Asked by EURACTIV whether the EPP could solve the problem given that he himself, José Manuel Barroso, Nicolas Sarkozy, Viviane Reding and the Bulgarian and Romanian leaders are all affiliated to it, Buzek replied that it was not a question for one political party, but for all of Europe and its citizens.

''I feel responsible, as any European politician should. I do not divide the EU by member state or any political group. This is a very serious problem – people are in poverty and are excluded from society," he said.

Asked about France questioning the right of the Parliament and Commission to get involved in the issue, Buzek replied that "solving problems with less tension is always better" and "inflammatory rhetoric’" must be avoided.

"The Commission is the guardian of the treaties: much the better that it is looking into the case. It is a good signal – that the Community level works and that we address problems together," he added. 

The Parliament president, who asked to be questioned on economic governance or external relations, defended his decision not to refer to the Roma expulsions in his address to the Council, saying it was not on the agenda and would not be "polite" for his audience.

Asked why he had not criticised France, Buzek responded: "I am very surprised by this question. I have said several times that the Commission is the guardian of the treaties and its starting this procedure is the best possible solution. What more can I add?"


According to the European Commission, the Roma are the EU's largest ethnic minority, and trace their origins to medieval India. There are many Roma subgroups living in Europe. Since recently, the Commission puts the number of Roma in Europe at 11 million.

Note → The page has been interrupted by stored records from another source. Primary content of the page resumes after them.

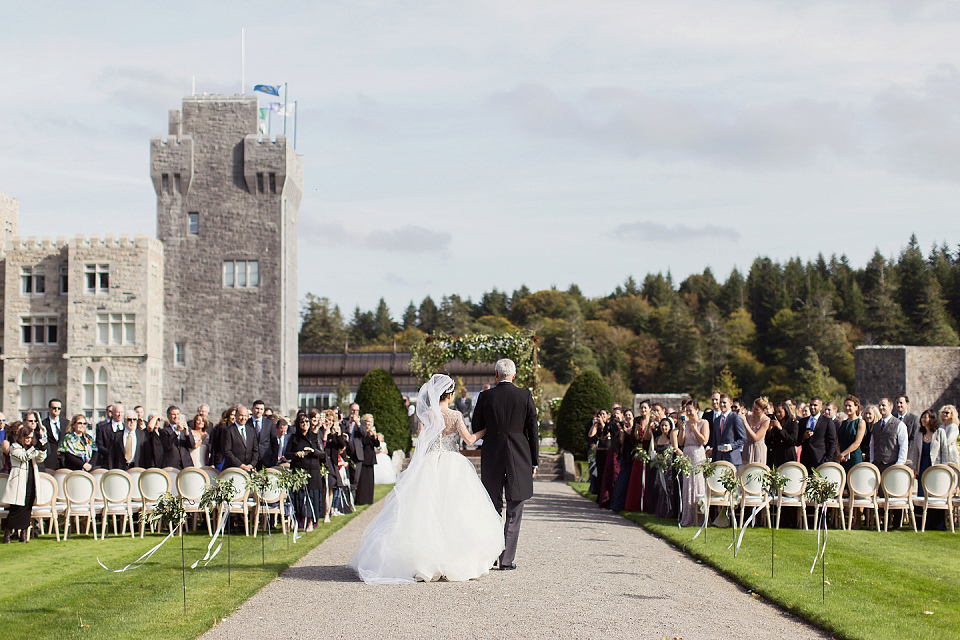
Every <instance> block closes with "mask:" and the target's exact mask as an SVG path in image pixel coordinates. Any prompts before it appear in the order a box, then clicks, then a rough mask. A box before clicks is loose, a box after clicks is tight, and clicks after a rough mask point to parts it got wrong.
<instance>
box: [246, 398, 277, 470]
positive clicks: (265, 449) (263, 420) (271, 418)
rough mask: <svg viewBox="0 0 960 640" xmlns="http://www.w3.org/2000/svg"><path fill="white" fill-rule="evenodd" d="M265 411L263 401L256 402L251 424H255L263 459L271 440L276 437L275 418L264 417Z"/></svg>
mask: <svg viewBox="0 0 960 640" xmlns="http://www.w3.org/2000/svg"><path fill="white" fill-rule="evenodd" d="M265 410H266V405H264V403H263V400H256V401H255V402H254V403H253V406H252V407H251V408H250V422H251V423H252V424H253V428H254V430H255V431H256V432H257V438H258V441H259V446H260V451H261V457H263V453H262V452H263V451H266V449H267V447H268V446H269V444H270V438H272V437H273V436H274V421H273V418H269V417H267V416H266V415H264V413H265Z"/></svg>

Current census statistics state that 535,000 Roma live in Romania, 370,000 in Bulgaria, 205,000 in Hungary, 89,000 in Slovakia and 108,000 in Serbia. Some 200,000 Roma are estimated to live in the Czech Republic, while the same number are estimated to reside in Greece and an estimated 500,000 are in Turkey.

Many Roma from Eastern Europe moved to the West following the EU's enlargement, creating tensions, particularly in Italy (EURACTIV 30/06/09). An estimated 15,000 Roma from Romania and Bulgaria live in France. The French government is presently expelling large numbers of them in groups (EURACTIV 19/08/10).

France is insisting that it measures are not discriminatory and are intended to protect the security of its citizens and public order.